This paper reports a scoping review on medical anomaly detection based on EHR data. Our aim was to conduct a comprehensive review of the currently available medical literature and to propose alternatives if suboptimal practices were identified. We could include 117 articles and conference papers. In supervised machine learning, ensemble methods were most frequently used, and they outperformed non-ensemble algorithms in most included studies where performance was compared within the same study, for the same task, and on the same dataset. However, in this study we did not aim to identify a single algorithm as the “best” or to draw definitive conclusions about the success of the applied anomaly detection algorithms, as the effectiveness of anomaly machine learning algorithms is context dependent and alternative algorithms may be more suitable for particular settings. Similar to other application domains [27], nearest neighbor-based algorithms were the predominant ones. That reliance on nearest neighbor-based approaches can be explained by their specific strengths, including not having assumptions regarding the distribution of the dataset, and intuitiveness (i.e., anomalous data points are those that are far from their neighbors as determined by a distance metric).
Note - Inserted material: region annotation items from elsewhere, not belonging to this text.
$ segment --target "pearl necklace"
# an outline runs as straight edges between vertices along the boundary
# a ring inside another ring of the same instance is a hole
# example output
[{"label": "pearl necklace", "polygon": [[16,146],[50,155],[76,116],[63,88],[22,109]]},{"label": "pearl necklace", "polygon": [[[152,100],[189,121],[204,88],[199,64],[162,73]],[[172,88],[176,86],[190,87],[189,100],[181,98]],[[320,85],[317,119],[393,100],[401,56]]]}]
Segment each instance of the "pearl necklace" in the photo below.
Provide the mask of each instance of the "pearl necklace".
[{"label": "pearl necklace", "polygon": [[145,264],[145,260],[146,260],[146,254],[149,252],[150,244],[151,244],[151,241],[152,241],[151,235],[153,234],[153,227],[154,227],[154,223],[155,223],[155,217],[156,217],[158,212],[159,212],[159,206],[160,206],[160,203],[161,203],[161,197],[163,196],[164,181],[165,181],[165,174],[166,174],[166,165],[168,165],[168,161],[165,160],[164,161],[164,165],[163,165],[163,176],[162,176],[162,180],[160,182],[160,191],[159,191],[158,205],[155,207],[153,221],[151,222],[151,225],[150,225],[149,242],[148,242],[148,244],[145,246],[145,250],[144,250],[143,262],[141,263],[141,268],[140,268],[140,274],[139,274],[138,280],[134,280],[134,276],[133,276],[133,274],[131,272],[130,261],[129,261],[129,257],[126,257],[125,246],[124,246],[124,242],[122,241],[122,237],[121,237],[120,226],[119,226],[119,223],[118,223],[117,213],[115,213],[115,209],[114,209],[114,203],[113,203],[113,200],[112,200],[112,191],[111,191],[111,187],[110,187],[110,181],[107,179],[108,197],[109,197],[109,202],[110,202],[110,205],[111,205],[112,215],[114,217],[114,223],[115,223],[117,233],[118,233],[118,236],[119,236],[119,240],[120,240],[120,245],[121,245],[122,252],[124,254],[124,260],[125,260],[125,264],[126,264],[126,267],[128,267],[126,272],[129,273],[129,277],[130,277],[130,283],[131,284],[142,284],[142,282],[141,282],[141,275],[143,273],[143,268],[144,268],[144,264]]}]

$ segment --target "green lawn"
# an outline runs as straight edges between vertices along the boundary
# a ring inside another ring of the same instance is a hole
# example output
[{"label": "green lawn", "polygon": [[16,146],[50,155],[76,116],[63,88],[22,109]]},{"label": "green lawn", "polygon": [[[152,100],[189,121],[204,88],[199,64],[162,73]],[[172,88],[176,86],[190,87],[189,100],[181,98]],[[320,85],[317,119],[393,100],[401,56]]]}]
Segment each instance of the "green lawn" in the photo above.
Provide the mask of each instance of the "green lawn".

Prior medical research has highlighted concerns across various medical study categories, such as study bias [28], standard reporting [29], and ethical and integrity measures [30,31]. We identified several suboptimal practices in medical anomaly detection research on EHR data, which we discuss below. There was a marked increase in published medical anomaly detection studies based on EHR data in the past two decades. That increase underlines the importance of paying attention to the suboptimal practices we found to increase reproducibility, reliability, and the relevance of results to healthcare professionals who are generally not familiar with machine learning and its caveats when used for anomaly detection.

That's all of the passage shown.